Subscribe for more posts like this →

Approximate Membership : Understanding Bloom and Quotient Filters

Imagine you’re a security guard at a massive corporate building with millions of employees. Your job is to quickly check whether each…

Imagine you're a security guard at a massive corporate building with millions of employees. Your job is to quickly decide whether each person trying to enter is authorized. You could keep a complete list of every employee — but searching through millions of names for every person who walks through the door is too slow. You need something faster.

What if your system worked like this: it never lets unauthorized people through, but occasionally flags an authorized employee for additional verification? Most of the time it's right. When it's wrong, it's always wrong in the same direction — it never waves through someone who shouldn't be there, it only stops someone who should be.

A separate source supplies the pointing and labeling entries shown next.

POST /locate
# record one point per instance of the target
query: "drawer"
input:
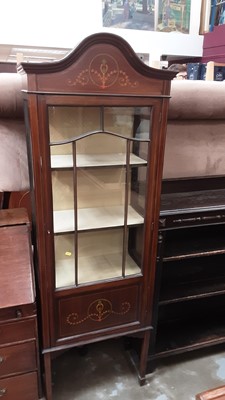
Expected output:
(17, 331)
(19, 358)
(94, 311)
(22, 387)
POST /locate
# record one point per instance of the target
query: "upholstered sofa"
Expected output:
(195, 143)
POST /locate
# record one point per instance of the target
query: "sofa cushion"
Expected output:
(197, 100)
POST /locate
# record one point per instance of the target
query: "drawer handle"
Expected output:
(2, 392)
(19, 314)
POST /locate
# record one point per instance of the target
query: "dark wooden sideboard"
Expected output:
(189, 297)
(19, 356)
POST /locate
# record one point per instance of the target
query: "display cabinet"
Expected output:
(96, 125)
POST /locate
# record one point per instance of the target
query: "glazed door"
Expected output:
(99, 163)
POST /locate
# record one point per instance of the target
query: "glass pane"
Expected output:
(98, 191)
(101, 256)
(70, 122)
(131, 122)
(64, 260)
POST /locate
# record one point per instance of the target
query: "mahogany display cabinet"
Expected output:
(96, 126)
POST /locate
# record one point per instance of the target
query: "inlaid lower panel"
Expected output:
(94, 311)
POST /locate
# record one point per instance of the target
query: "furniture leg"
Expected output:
(48, 376)
(143, 358)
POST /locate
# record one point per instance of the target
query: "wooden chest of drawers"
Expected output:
(19, 356)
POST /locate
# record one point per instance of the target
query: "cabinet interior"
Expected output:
(99, 160)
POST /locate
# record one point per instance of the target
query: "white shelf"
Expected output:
(95, 218)
(92, 269)
(94, 160)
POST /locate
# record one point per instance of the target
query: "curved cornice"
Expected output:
(77, 52)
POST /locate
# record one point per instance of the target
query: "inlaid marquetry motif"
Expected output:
(97, 311)
(104, 72)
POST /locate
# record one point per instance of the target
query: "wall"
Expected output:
(64, 24)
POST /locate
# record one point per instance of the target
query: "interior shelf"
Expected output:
(93, 268)
(174, 294)
(191, 278)
(94, 160)
(190, 335)
(194, 242)
(95, 218)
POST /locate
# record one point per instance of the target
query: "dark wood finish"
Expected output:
(212, 394)
(214, 45)
(19, 358)
(103, 71)
(23, 386)
(8, 67)
(190, 291)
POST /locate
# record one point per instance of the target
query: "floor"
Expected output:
(105, 372)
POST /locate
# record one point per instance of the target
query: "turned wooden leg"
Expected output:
(48, 376)
(144, 358)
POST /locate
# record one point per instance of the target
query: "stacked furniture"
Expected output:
(19, 346)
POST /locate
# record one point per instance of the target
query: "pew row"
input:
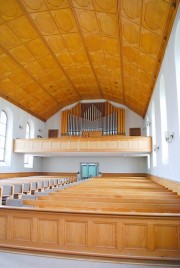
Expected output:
(17, 187)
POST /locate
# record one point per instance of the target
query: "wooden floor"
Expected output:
(111, 217)
(123, 194)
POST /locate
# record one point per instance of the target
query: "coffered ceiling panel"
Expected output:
(57, 52)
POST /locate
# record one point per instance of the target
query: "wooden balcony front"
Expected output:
(117, 144)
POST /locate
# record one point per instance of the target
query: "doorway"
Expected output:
(89, 170)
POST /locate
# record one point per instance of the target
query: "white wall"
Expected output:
(171, 169)
(132, 119)
(106, 164)
(17, 117)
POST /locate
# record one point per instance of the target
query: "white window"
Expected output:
(154, 134)
(28, 159)
(163, 110)
(177, 67)
(3, 135)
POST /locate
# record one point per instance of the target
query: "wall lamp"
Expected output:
(155, 148)
(169, 136)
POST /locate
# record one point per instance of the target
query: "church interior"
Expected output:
(90, 133)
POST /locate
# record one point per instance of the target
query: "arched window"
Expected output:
(177, 67)
(154, 134)
(27, 131)
(28, 159)
(163, 110)
(3, 135)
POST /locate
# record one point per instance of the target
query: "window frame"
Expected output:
(3, 147)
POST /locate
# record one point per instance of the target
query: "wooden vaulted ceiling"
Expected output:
(57, 52)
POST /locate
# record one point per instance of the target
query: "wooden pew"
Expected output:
(0, 196)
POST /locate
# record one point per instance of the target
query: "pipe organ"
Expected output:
(97, 116)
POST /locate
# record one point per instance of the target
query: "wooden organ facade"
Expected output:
(99, 117)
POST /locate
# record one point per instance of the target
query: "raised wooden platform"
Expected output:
(92, 219)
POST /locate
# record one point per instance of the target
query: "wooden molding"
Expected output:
(170, 184)
(19, 174)
(123, 175)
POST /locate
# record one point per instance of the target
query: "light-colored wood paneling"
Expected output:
(94, 234)
(76, 144)
(169, 184)
(55, 53)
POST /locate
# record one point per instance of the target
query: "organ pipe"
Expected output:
(101, 116)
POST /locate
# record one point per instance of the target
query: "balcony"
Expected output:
(74, 144)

That asymmetry is the key insight behind Bloom filters and quotient filters. They trade perfect accuracy for dramatic gains in speed and memory — but only in one direction. They can tell you with certainty that something is not in the set. They can only tell you probabilistically that something is.


The Problem They're Solving

Consider a web crawler that has already visited 500 million pages and needs to avoid revisiting them. The obvious solution — store every URL in a hash table — would require around 25 gigabytes just for the URLs themselves. At a billion pages, that becomes 50 gigabytes. The data structure that checks for duplicates starts to cost more than the data itself.

What you actually need is a structure that can answer "have I seen this URL before?" using a tiny fraction of that memory. The trade-off you're willing to make: occasionally the structure says "yes, I've seen this" when it actually hasn't — causing you to skip a page you should have crawled. That's acceptable. What's not acceptable is the reverse: saying "no, I haven't seen this" when you have, causing you to crawl the same page twice.

This is the one-sided error guarantee both structures provide. False positives are possible — false negatives are not.


Bloom Filters

A Bloom filter doesn't store the items themselves. It stores fingerprints of items — multiple compact signatures spread across a large array of bits, all initially set to zero.

When you add a URL to the filter, you run it through several independent hash functions — say, three. Each hash function maps the URL to a position in the bit array, and you set those three positions to 1. You're not storing the URL. You're marking the positions its fingerprints land on.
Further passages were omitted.